Un video smaschera i provocatori Insulti al carabiniere: "Pecorella"

Ecco cosa accade in queste ore in Piemonte. I veri eroi? I militari che restano impassibili

Un video smaschera i provocatori  Insulti al carabiniere: "Pecorella"

«Che fai pecorella?...Vorrei vederti sparare». Il manifestante No Tav e il carabiniere. Sono a pochi centimetri l’uno dall’altro. Le loro facce quasi si toccano. Potrebbe sembrare un duello, è un monologo. Il militare è immobile. Imperscrutabile dietro la visiera e la maschera antigas. Il militare è muto. Ha la bocca cucita. Il militante invece va a ruota libera, provoca, stuzzica, cerca lo scontro. Siamo a Chianocco, uno dei tanti focolai di guerriglia di queste giornate difficili. I due sono divisi da una staccionata. Ed è a quella palizzata che si appoggia l’estremista pronto a insultare, con parole beffarde, mai urlate, pensate per far scattare la molla della reazione: «Che pecorella sei? Non ce l’hanno un nome o un numero? Lo sia che sei un illegale? Dovresti avere un numero di riconoscimento. Io così non so chi sei». Ed ecco che il ribelle, sfrontato, declina le sue generalità.
Lo show, registrato e immortalato dai fotografi, avviene in un grande piazzale. S’intravedono altri militari, tutti in assetto antisommossa. Hanno lo scudo e la mascherina canonica. Gli occhi sono seminascosti dalla bardatura. Ma in quel momento non sta succedendo niente. La guerra si combatte solo sul piano dei nervi. Ci sono state giornate sanguinose, battaglie furibonde. Carabineri e poliziotti sono stati feriti, colpiti e azzoppati con spranghe, con biglie di ferro lanciate come proiettili, perfino con getti di ammoniaca. Ormai la Val di Susa è una palestra a cielo aperto dell’eversione italiana e non solo di quella. Il tribunale del riesame di Torino parla di «devastante e incontenibile violenza collettiva» e, per chi non avesse ancora capito, suona ancora l’allarme descrivendo «la propensione ad un uso strumentale della violenza spinta a livelli di massima ed irreparabile micidialità».
Ma in quel frangente le ordinanze della magistratura sono letteratura.
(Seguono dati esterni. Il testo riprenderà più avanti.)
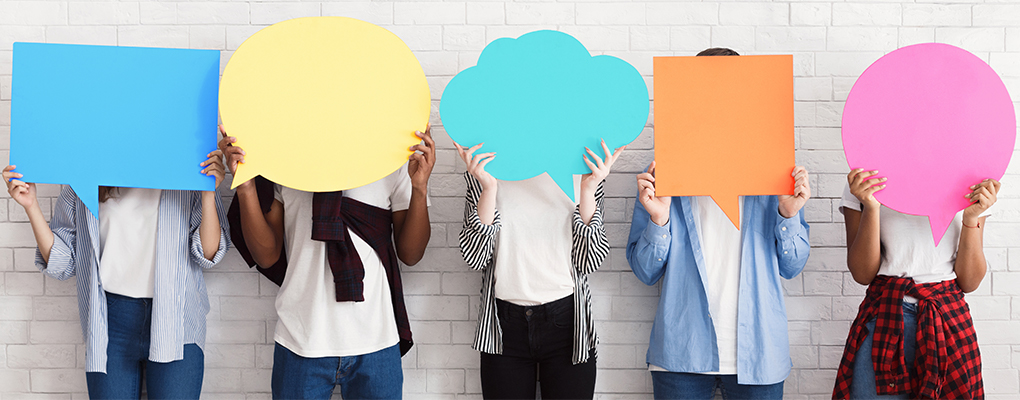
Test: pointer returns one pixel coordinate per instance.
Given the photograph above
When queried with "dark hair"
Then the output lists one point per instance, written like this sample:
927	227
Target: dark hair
718	51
Il carabiniere è costretto ad ascoltare sillaba per sillaba le contumelie che l’altro con grande calma gli rovescia addosso, sempre fingendo un amabile colloquio, la bocca aperta sopra una barba vagamente carismatica: «Sai anche sparare? Vorrei vederti sparare».
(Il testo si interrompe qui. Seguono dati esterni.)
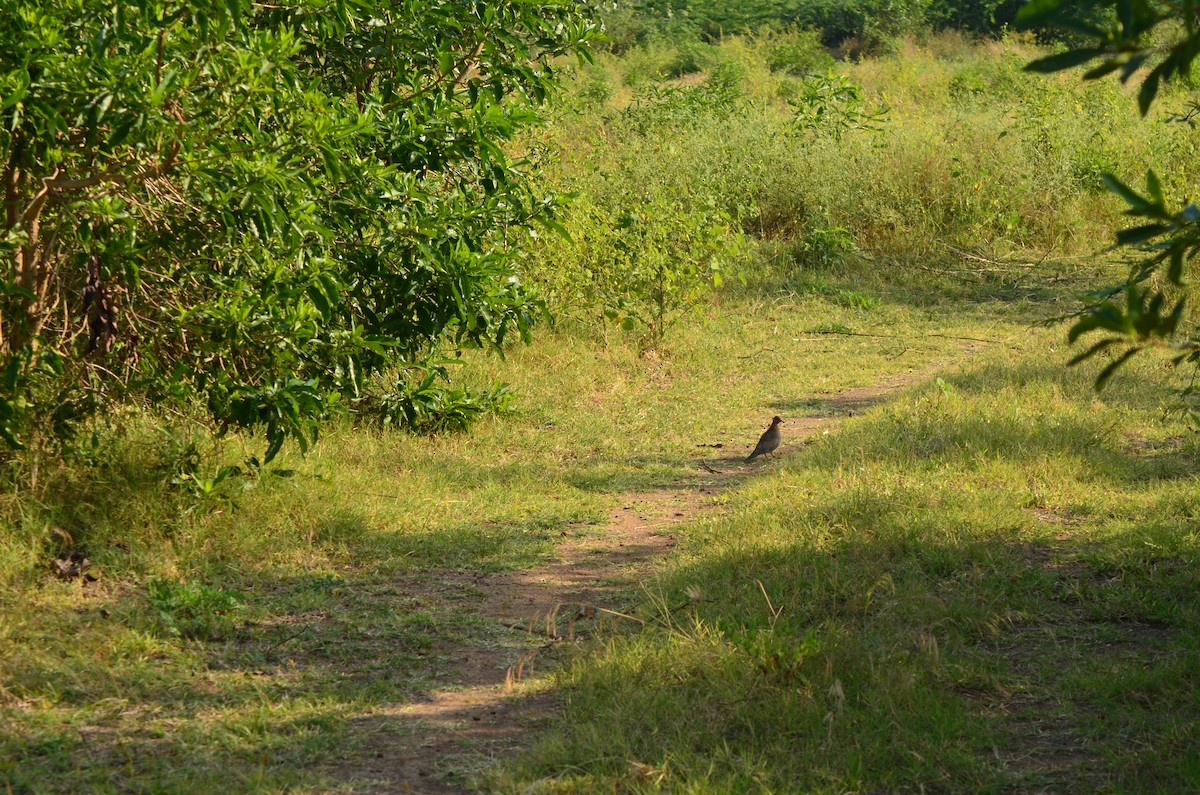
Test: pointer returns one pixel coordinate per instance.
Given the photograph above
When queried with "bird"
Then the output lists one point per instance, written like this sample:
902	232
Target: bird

L’uomo in divisa pare sempre una statua. Chissà quali tentazioni malandrine stanno galoppando nella sua testa. Ma riesce sempre a non cedere, anche se dev’essere peggio di una tortura sentirsi lentamente sommergere da quel torrente di insulti, il tutto in diretta per le telecamere. L’altro allora alza ancora il tiro: «Gli dai anche i bacini alla tua ragazza con quella mascherina? Così non gli attacchi le malattie».
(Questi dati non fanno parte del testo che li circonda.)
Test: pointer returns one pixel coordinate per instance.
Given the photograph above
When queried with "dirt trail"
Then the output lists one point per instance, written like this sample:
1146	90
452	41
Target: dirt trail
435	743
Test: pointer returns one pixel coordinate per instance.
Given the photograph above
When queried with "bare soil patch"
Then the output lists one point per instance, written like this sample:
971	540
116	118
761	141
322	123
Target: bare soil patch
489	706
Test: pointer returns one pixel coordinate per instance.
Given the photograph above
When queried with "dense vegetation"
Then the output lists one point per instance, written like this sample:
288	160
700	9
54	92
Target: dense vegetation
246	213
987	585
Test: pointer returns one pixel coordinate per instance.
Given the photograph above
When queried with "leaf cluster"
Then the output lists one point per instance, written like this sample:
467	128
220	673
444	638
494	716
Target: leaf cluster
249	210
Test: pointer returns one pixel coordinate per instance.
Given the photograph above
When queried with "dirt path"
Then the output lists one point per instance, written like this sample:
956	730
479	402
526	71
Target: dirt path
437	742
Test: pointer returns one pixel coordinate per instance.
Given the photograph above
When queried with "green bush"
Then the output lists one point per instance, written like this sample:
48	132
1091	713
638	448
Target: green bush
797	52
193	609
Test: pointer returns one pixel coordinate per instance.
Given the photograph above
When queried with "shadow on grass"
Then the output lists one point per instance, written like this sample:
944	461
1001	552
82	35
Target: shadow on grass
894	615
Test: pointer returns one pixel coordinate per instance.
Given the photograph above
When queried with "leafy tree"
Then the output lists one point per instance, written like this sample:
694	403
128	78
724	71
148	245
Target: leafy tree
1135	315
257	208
Lo spettacolino potrebbe pure finire lì. Ma il carabiniere non muove nemmeno un muscolo. E il No Tav cerca un’ultima volta di incendiare la scena: «Bravo, bravo. Comunque per quello che guadagni non vale la pena stare qui. Vi siete divertiti? Fra sei ore ci vediamo qua, il cantiere dura per vent'anni... vai in pensione vestito così, vestito come uno stronzo. E noi ci divertiamo a guardare voi stronzi».
Risata.

Il militare ha fatto solo il suo dovere. Un eroe da giorno feriale: salvaguardare l’ordine. E la dignità. Fra sberleffi. Gesti di scherno. E tuto il resto. Allo stadio capita la domenica. In Val di Susa giorno per giorno.